Procedurally Generated Content in Games and its Effect on Player Experience

Abstract

This thesis investigates the relationship between algorithmic complexity, procedural content complexity, and user experience for procedural content generation (PCG) in video games. It examines whether increased algorithmic sophistication leads to more varied and higher-quality content, and how such content compares to handcrafted levels in terms of player experience.

A prototype game was developed in Unity using C# to compare two PCG approaches, a basic random walk algorithm and a more advanced graph rewriting system. The generated game levels were evaluated using both player-centric and technical methods. Player experience was assessed through Think-Aloud play-testing, semi-structured interviews, the Game Experience Questionnaire (GEQ), and gameplay data analysis.

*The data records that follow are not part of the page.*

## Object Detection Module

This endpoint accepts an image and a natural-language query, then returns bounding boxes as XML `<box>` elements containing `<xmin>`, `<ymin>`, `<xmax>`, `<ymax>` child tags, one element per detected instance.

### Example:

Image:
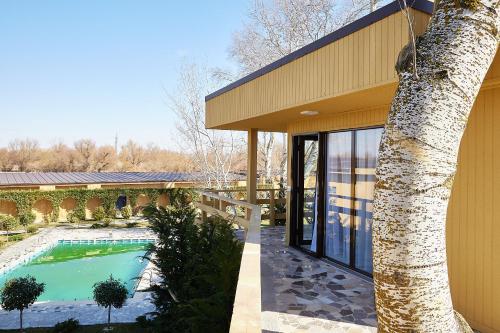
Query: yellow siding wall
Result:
<box><xmin>206</xmin><ymin>11</ymin><xmax>429</xmax><ymax>127</ymax></box>
<box><xmin>447</xmin><ymin>88</ymin><xmax>500</xmax><ymax>333</ymax></box>
<box><xmin>287</xmin><ymin>88</ymin><xmax>500</xmax><ymax>333</ymax></box>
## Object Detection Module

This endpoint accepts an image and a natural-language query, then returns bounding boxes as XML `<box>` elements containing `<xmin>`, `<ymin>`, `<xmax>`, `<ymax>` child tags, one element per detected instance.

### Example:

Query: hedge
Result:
<box><xmin>0</xmin><ymin>188</ymin><xmax>194</xmax><ymax>222</ymax></box>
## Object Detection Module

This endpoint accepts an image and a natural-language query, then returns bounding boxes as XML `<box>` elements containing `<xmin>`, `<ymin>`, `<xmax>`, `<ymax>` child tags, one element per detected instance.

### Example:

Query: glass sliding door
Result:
<box><xmin>324</xmin><ymin>132</ymin><xmax>353</xmax><ymax>265</ymax></box>
<box><xmin>354</xmin><ymin>128</ymin><xmax>382</xmax><ymax>273</ymax></box>
<box><xmin>324</xmin><ymin>128</ymin><xmax>382</xmax><ymax>274</ymax></box>
<box><xmin>294</xmin><ymin>135</ymin><xmax>319</xmax><ymax>252</ymax></box>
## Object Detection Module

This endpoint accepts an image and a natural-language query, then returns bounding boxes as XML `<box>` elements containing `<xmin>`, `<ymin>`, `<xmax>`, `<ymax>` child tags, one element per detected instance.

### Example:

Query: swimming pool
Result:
<box><xmin>0</xmin><ymin>240</ymin><xmax>149</xmax><ymax>301</ymax></box>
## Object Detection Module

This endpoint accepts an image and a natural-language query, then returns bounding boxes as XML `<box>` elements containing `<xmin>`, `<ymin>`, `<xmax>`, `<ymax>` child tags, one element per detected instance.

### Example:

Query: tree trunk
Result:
<box><xmin>108</xmin><ymin>305</ymin><xmax>111</xmax><ymax>329</ymax></box>
<box><xmin>373</xmin><ymin>0</ymin><xmax>499</xmax><ymax>333</ymax></box>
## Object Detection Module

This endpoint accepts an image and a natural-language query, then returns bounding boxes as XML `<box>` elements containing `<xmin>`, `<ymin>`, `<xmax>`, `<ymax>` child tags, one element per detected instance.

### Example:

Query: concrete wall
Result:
<box><xmin>59</xmin><ymin>198</ymin><xmax>76</xmax><ymax>221</ymax></box>
<box><xmin>33</xmin><ymin>199</ymin><xmax>53</xmax><ymax>223</ymax></box>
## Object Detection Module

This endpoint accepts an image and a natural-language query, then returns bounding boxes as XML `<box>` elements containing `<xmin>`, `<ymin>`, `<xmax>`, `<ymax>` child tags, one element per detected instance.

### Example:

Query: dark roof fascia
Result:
<box><xmin>205</xmin><ymin>0</ymin><xmax>434</xmax><ymax>102</ymax></box>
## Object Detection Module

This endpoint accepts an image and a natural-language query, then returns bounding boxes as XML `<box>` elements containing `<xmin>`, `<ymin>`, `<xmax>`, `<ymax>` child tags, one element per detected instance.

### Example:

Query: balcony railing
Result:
<box><xmin>196</xmin><ymin>191</ymin><xmax>262</xmax><ymax>333</ymax></box>
<box><xmin>208</xmin><ymin>188</ymin><xmax>286</xmax><ymax>226</ymax></box>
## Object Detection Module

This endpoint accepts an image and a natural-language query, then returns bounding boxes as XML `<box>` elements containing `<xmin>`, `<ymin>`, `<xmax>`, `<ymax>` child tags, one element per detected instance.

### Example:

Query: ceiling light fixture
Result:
<box><xmin>300</xmin><ymin>111</ymin><xmax>319</xmax><ymax>116</ymax></box>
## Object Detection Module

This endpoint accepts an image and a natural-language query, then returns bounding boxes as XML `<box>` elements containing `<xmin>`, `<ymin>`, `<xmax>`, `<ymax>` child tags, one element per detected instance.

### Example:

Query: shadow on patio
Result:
<box><xmin>261</xmin><ymin>227</ymin><xmax>377</xmax><ymax>333</ymax></box>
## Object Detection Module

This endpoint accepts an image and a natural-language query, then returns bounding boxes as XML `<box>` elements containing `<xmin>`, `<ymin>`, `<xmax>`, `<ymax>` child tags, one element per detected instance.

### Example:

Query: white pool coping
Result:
<box><xmin>0</xmin><ymin>228</ymin><xmax>158</xmax><ymax>329</ymax></box>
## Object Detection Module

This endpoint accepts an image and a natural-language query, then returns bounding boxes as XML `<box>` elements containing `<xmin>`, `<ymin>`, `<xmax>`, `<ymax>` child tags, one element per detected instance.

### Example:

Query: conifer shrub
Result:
<box><xmin>144</xmin><ymin>197</ymin><xmax>243</xmax><ymax>332</ymax></box>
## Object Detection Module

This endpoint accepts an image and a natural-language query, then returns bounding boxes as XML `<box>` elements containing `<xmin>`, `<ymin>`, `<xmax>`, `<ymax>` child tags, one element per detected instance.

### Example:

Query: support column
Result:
<box><xmin>247</xmin><ymin>129</ymin><xmax>258</xmax><ymax>204</ymax></box>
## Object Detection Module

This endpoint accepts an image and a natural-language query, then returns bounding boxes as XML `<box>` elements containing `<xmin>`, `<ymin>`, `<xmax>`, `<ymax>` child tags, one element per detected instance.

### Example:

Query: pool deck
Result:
<box><xmin>0</xmin><ymin>228</ymin><xmax>156</xmax><ymax>329</ymax></box>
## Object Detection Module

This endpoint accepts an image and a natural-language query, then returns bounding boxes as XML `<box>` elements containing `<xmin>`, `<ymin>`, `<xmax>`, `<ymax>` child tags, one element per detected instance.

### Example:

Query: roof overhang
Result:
<box><xmin>205</xmin><ymin>0</ymin><xmax>434</xmax><ymax>131</ymax></box>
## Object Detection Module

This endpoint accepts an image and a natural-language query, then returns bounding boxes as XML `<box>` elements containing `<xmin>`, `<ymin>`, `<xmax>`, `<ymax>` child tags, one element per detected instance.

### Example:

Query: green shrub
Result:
<box><xmin>135</xmin><ymin>316</ymin><xmax>152</xmax><ymax>328</ymax></box>
<box><xmin>26</xmin><ymin>224</ymin><xmax>38</xmax><ymax>234</ymax></box>
<box><xmin>66</xmin><ymin>212</ymin><xmax>81</xmax><ymax>224</ymax></box>
<box><xmin>0</xmin><ymin>275</ymin><xmax>45</xmax><ymax>332</ymax></box>
<box><xmin>102</xmin><ymin>217</ymin><xmax>113</xmax><ymax>227</ymax></box>
<box><xmin>120</xmin><ymin>205</ymin><xmax>132</xmax><ymax>220</ymax></box>
<box><xmin>19</xmin><ymin>212</ymin><xmax>36</xmax><ymax>227</ymax></box>
<box><xmin>92</xmin><ymin>206</ymin><xmax>106</xmax><ymax>221</ymax></box>
<box><xmin>9</xmin><ymin>234</ymin><xmax>24</xmax><ymax>242</ymax></box>
<box><xmin>52</xmin><ymin>318</ymin><xmax>80</xmax><ymax>333</ymax></box>
<box><xmin>94</xmin><ymin>275</ymin><xmax>128</xmax><ymax>329</ymax></box>
<box><xmin>144</xmin><ymin>201</ymin><xmax>243</xmax><ymax>332</ymax></box>
<box><xmin>0</xmin><ymin>214</ymin><xmax>19</xmax><ymax>232</ymax></box>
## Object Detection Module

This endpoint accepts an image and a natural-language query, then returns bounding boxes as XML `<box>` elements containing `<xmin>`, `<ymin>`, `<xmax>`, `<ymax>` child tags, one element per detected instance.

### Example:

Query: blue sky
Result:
<box><xmin>0</xmin><ymin>0</ymin><xmax>248</xmax><ymax>148</ymax></box>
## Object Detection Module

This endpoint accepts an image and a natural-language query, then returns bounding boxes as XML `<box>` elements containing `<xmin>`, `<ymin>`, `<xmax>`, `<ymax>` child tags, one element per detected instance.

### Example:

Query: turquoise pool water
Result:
<box><xmin>0</xmin><ymin>242</ymin><xmax>148</xmax><ymax>301</ymax></box>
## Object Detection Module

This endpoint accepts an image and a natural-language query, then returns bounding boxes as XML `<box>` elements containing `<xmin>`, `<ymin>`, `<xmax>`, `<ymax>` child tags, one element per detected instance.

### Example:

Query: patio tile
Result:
<box><xmin>261</xmin><ymin>227</ymin><xmax>377</xmax><ymax>332</ymax></box>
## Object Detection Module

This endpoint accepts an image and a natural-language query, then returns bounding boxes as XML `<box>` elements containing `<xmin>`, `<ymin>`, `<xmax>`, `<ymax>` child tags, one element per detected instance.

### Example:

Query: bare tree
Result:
<box><xmin>0</xmin><ymin>148</ymin><xmax>10</xmax><ymax>171</ymax></box>
<box><xmin>373</xmin><ymin>0</ymin><xmax>500</xmax><ymax>333</ymax></box>
<box><xmin>169</xmin><ymin>64</ymin><xmax>241</xmax><ymax>188</ymax></box>
<box><xmin>232</xmin><ymin>0</ymin><xmax>379</xmax><ymax>75</ymax></box>
<box><xmin>93</xmin><ymin>145</ymin><xmax>116</xmax><ymax>172</ymax></box>
<box><xmin>74</xmin><ymin>139</ymin><xmax>96</xmax><ymax>172</ymax></box>
<box><xmin>8</xmin><ymin>139</ymin><xmax>40</xmax><ymax>171</ymax></box>
<box><xmin>230</xmin><ymin>0</ymin><xmax>379</xmax><ymax>182</ymax></box>
<box><xmin>257</xmin><ymin>132</ymin><xmax>275</xmax><ymax>184</ymax></box>
<box><xmin>120</xmin><ymin>140</ymin><xmax>146</xmax><ymax>171</ymax></box>
<box><xmin>37</xmin><ymin>142</ymin><xmax>76</xmax><ymax>172</ymax></box>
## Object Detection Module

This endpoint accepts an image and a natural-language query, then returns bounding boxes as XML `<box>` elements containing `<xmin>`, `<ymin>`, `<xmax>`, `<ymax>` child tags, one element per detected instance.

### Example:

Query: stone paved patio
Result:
<box><xmin>261</xmin><ymin>227</ymin><xmax>377</xmax><ymax>333</ymax></box>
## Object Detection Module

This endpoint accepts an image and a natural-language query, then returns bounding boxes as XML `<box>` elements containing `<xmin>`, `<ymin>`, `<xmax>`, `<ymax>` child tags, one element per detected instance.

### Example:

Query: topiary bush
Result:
<box><xmin>52</xmin><ymin>318</ymin><xmax>80</xmax><ymax>333</ymax></box>
<box><xmin>92</xmin><ymin>206</ymin><xmax>106</xmax><ymax>221</ymax></box>
<box><xmin>19</xmin><ymin>211</ymin><xmax>36</xmax><ymax>227</ymax></box>
<box><xmin>120</xmin><ymin>205</ymin><xmax>132</xmax><ymax>220</ymax></box>
<box><xmin>0</xmin><ymin>275</ymin><xmax>45</xmax><ymax>332</ymax></box>
<box><xmin>66</xmin><ymin>212</ymin><xmax>81</xmax><ymax>224</ymax></box>
<box><xmin>93</xmin><ymin>275</ymin><xmax>128</xmax><ymax>330</ymax></box>
<box><xmin>26</xmin><ymin>224</ymin><xmax>38</xmax><ymax>234</ymax></box>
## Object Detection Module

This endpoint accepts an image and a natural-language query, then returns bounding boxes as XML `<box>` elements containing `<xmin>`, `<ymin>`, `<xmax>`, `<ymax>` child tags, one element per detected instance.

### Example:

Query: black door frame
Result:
<box><xmin>290</xmin><ymin>126</ymin><xmax>381</xmax><ymax>277</ymax></box>
<box><xmin>290</xmin><ymin>134</ymin><xmax>324</xmax><ymax>256</ymax></box>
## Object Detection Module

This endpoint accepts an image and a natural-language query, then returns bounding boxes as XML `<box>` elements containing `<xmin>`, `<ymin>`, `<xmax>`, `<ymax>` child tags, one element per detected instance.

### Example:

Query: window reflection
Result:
<box><xmin>325</xmin><ymin>128</ymin><xmax>382</xmax><ymax>273</ymax></box>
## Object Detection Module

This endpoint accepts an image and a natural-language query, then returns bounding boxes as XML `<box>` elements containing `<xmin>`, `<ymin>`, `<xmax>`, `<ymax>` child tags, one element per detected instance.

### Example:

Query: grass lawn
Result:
<box><xmin>0</xmin><ymin>323</ymin><xmax>147</xmax><ymax>333</ymax></box>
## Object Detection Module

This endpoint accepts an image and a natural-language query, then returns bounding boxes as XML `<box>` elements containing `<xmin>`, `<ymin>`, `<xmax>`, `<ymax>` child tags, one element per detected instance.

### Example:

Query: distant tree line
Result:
<box><xmin>0</xmin><ymin>139</ymin><xmax>195</xmax><ymax>172</ymax></box>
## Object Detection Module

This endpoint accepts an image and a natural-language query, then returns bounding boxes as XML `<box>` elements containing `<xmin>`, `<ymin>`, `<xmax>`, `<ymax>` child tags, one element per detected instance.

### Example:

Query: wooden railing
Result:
<box><xmin>208</xmin><ymin>188</ymin><xmax>286</xmax><ymax>226</ymax></box>
<box><xmin>196</xmin><ymin>191</ymin><xmax>262</xmax><ymax>333</ymax></box>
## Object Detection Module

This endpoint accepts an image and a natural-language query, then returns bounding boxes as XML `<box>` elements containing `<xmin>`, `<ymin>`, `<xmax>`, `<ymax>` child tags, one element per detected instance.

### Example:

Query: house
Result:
<box><xmin>206</xmin><ymin>0</ymin><xmax>500</xmax><ymax>332</ymax></box>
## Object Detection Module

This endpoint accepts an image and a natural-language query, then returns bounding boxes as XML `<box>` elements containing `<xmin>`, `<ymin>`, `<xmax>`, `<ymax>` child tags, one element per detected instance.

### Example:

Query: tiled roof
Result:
<box><xmin>0</xmin><ymin>172</ymin><xmax>244</xmax><ymax>186</ymax></box>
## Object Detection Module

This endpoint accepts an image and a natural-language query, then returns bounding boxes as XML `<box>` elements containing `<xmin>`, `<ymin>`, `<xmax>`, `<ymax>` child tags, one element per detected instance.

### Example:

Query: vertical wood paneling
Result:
<box><xmin>288</xmin><ymin>88</ymin><xmax>500</xmax><ymax>333</ymax></box>
<box><xmin>447</xmin><ymin>88</ymin><xmax>500</xmax><ymax>333</ymax></box>
<box><xmin>207</xmin><ymin>9</ymin><xmax>427</xmax><ymax>127</ymax></box>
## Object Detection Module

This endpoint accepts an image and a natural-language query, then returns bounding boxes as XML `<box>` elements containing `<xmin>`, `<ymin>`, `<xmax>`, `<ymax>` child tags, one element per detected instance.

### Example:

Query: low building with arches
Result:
<box><xmin>0</xmin><ymin>172</ymin><xmax>245</xmax><ymax>223</ymax></box>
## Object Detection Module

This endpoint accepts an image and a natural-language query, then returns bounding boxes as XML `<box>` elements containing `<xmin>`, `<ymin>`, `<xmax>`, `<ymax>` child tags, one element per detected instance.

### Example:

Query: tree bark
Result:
<box><xmin>108</xmin><ymin>305</ymin><xmax>111</xmax><ymax>329</ymax></box>
<box><xmin>373</xmin><ymin>0</ymin><xmax>499</xmax><ymax>333</ymax></box>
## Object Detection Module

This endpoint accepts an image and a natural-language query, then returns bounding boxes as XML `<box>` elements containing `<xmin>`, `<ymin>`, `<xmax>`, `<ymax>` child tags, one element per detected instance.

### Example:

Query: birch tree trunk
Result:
<box><xmin>373</xmin><ymin>0</ymin><xmax>499</xmax><ymax>333</ymax></box>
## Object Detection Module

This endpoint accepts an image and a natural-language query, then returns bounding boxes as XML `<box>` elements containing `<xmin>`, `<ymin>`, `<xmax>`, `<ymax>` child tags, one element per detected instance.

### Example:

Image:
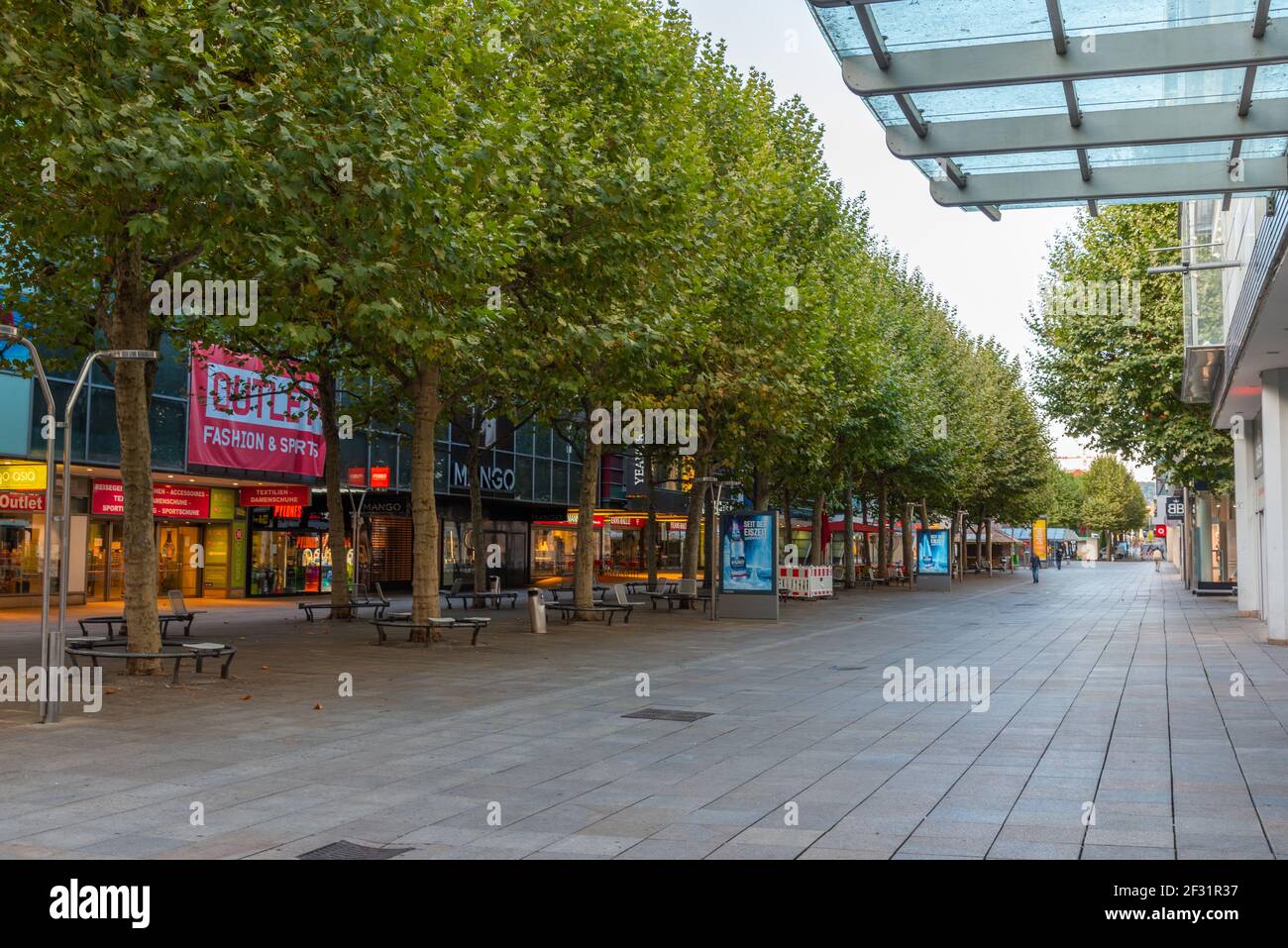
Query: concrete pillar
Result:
<box><xmin>1256</xmin><ymin>369</ymin><xmax>1288</xmax><ymax>645</ymax></box>
<box><xmin>1234</xmin><ymin>424</ymin><xmax>1261</xmax><ymax>618</ymax></box>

Algorithmic complexity was determined using Halstead complexity measurements and Cyclomatic Complexity.

Results indicate that while the graph rewriting algorithm produced more diverse and engaging level structures than the random walk approach, it also introduced greater development complexity and reduced maintainability. Additionally, gameplay issues arose in procedurally generated content that were not present in handcrafted levels. These findings highlight the trade-offs between PCG complexity, content control, and content variety.

Ultimately, the thesis emphasises the need for controlled iteration, player-focused evaluation, and careful variable isolation in PCG system development. It provides actionable insights for game developers on when and how to apply procedural generation effectively while balancing content quality, development time, and system maintainability.